AYUKOさんはエアジンの梅本さんが推薦してくれブラジルのショーロをやるということで初共演。昔の私ならやっていなかったかもしれません。キャンサーギフトのお蔭さまで、演奏は「自分のやりたいことだけをやる」というスタンスから「求められるもの」はやってみよう、と代わったので引き受けました。本当によかった。

その後、ショーロとは全く関係ないクルト・ヴァイル作品集CDの録音にお呼ばれして参加(入院以来2ヶ月ぶりの楽器演奏、外出でした。)ショーロからヴァイルという飛躍も訳がわかりません。

その録音参加を踏み切ったことで、先日のドイツ公演まで、そして七月のミッシェル・ニン・徹ツアーの実施までの勇気をいただくことができたのです。
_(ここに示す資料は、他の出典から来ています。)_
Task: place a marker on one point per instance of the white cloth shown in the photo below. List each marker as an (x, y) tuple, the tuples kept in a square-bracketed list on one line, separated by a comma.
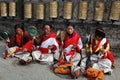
[(101, 64), (37, 55)]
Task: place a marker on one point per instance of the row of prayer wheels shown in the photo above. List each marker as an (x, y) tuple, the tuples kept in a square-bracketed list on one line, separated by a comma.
[(99, 10)]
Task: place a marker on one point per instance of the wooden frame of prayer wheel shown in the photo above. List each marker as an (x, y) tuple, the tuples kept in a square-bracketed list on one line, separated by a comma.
[(40, 11), (99, 11), (12, 9), (83, 10), (115, 11), (3, 9), (28, 10), (53, 9), (68, 8)]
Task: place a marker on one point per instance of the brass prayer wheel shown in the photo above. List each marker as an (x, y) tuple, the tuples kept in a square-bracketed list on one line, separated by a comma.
[(99, 11), (12, 9), (68, 8), (83, 10), (3, 9), (53, 9), (40, 11), (28, 10), (115, 11)]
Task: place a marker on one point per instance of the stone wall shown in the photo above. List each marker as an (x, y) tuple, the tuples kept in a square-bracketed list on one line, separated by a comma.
[(83, 28)]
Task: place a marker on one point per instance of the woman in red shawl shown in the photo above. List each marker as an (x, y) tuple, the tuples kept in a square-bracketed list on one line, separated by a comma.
[(20, 41)]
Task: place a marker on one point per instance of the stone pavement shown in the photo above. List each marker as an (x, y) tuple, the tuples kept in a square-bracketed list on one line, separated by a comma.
[(36, 71)]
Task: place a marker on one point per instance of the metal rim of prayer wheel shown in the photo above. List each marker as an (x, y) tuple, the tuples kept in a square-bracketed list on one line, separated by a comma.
[(83, 10), (12, 8), (115, 11), (3, 9), (68, 8), (28, 10), (53, 9), (99, 11), (40, 11)]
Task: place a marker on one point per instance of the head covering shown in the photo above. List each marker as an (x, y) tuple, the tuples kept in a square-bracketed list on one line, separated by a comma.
[(100, 32), (70, 24), (21, 26), (32, 30), (48, 25)]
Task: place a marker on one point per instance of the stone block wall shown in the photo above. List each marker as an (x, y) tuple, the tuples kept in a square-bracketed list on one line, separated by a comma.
[(83, 28)]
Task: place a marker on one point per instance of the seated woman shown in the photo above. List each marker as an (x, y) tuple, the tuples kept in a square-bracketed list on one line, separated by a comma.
[(101, 53), (70, 52), (20, 41), (48, 46)]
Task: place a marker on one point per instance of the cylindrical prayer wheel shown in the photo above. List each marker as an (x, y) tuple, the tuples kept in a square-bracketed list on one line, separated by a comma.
[(12, 9), (28, 10), (3, 9), (68, 8), (53, 9), (40, 11), (99, 11), (115, 11), (83, 10)]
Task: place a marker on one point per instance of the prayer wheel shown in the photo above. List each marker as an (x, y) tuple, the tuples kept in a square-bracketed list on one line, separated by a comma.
[(99, 11), (53, 9), (28, 10), (83, 10), (12, 9), (40, 11), (115, 11), (68, 8), (3, 9)]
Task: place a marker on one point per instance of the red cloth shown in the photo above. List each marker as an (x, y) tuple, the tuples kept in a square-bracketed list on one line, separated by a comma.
[(109, 53), (19, 41), (109, 56), (45, 50), (72, 39)]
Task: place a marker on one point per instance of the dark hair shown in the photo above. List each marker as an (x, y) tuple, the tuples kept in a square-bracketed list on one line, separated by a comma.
[(100, 32), (21, 26), (48, 24), (69, 24)]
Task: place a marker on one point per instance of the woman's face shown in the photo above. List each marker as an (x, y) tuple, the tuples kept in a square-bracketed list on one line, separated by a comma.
[(47, 29), (98, 38), (70, 29), (19, 31)]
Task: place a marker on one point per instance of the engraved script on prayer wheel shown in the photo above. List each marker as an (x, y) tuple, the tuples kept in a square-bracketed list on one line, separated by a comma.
[(12, 9), (115, 11), (40, 11), (83, 10), (67, 10), (3, 9), (53, 9), (99, 11), (28, 10)]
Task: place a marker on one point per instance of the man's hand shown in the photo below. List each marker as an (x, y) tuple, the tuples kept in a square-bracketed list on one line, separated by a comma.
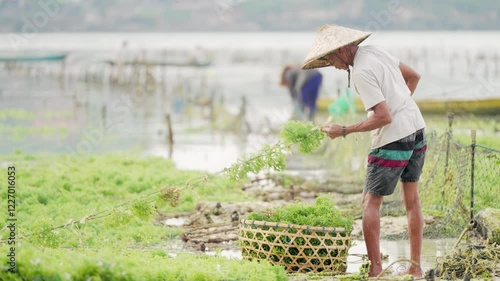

病気ゆえのドタキャンの心配でその録音に参加していなかったらベッドで病気のことばかり考えるホンモノの「病人」になって演奏はずっと中断したままだった可能性が高いのです。ヴァイルの名曲に親しめたことも嬉しいことでした。「ロスト・インザ・スターズ」(「南アのジャッキーからメールが来たりしたのも偶然ではない?)「セプテンバーソング」「マイシップ」沁みます。

やはり、というか、当然というか、こういう話に登場するのはほとんど女性です。AYUKOさんも偶然や運命を運ぶ「使い」なのでしょう。昨日のCD発売記念コンサート、立派でした。

ともあれ、生きていればこそいろいろ起こる訳です。生きるのを止められません。